When people say “AI agent,” they often mean a chatbot with extra features. Gooseworks takes it a step further. You create an AI co-worker (an agent) that can:
- Use your context (your knowledge, documents, preferences)
- Choose how to respond (direct, opinionated, decisive style)
- Call tools (skills for writing, web research, email, file uploads, etc.)
- Operate across integrations like Slack and Telegram
- Run on schedules using automations (cron-style)
- Keep working 24/7 without waiting for you to type every prompt
That is the OpenClaw-style idea in plain English: not just talking to AI, but coordinating AI coworkers that can do tasks for your business.
Meet Gooseworks: build your first AI coworker in minutes
Gooseworks lives at gooseworks.ai. The first thing you do is build your “team” of AI coworkers.
1) Create an agent (pick a name and an avatar)
You start by naming your agent. The interface lets you pick an avatar (the geese theme is genuinely kind of funny), then continue.
2) Give it context: ChatGPT knowledge, Claude knowledge, or other knowledge
Next, Gooseworks asks for knowledge inputs. In practice, this means you can give it context from existing systems (for example ChatGPT knowledge or Claude knowledge, depending on what you connect). The goal is simple: your AI coworker should understand your business, your tone, and the way you operate.
Why this matters: an agent that only answers generically is useful. An agent that answers like “your” coworker is the difference between “nice demo” and “this saves me hours.”
3) Choose how the coworker replies: direct, decisive, opinionated
Gooseworks also lets you set response behaviour.
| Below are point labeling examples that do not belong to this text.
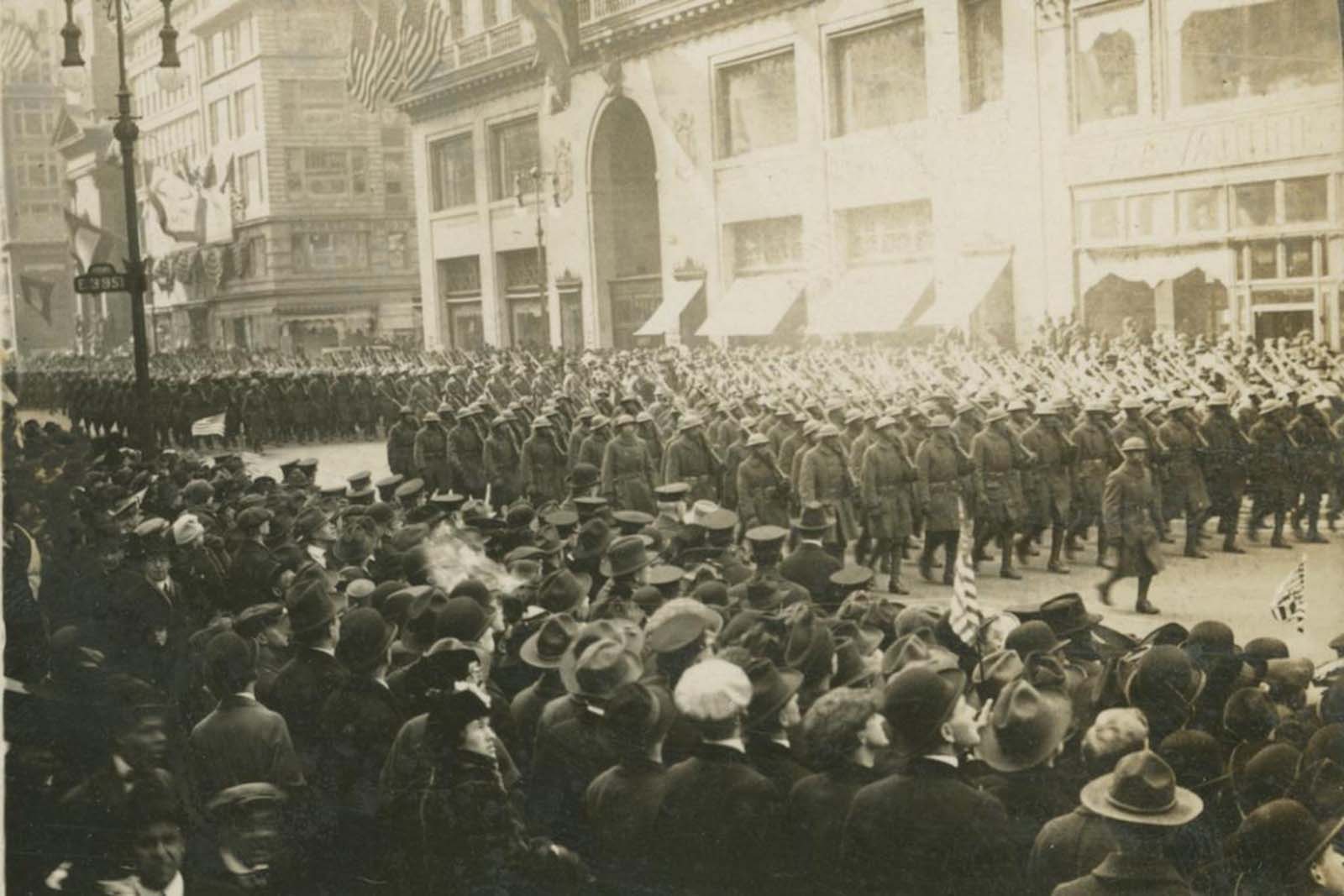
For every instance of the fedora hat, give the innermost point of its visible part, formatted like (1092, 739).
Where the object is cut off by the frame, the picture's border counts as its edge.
(772, 689)
(604, 667)
(624, 557)
(548, 645)
(1026, 727)
(1142, 792)
(813, 519)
The transcript example used a direct and decisive style because it leads to clearer outputs.
If you are running a business, you do not want long-winded hesitations. You want work done, followed by a decision or next step.
4) Connect where you communicate: Slack and Telegram
Onboarding recommends integrations. Connecting is straightforward: click connect and follow the walkthrough.
This matters because Gooseworks can operate from the channels you already use daily, including Slack and Telegram.
Inside Gooseworks: mission control, skills, plan mode, and tool calls
Once your agent exists, Gooseworks provides a workspace-style interface that makes the agent’s work transparent.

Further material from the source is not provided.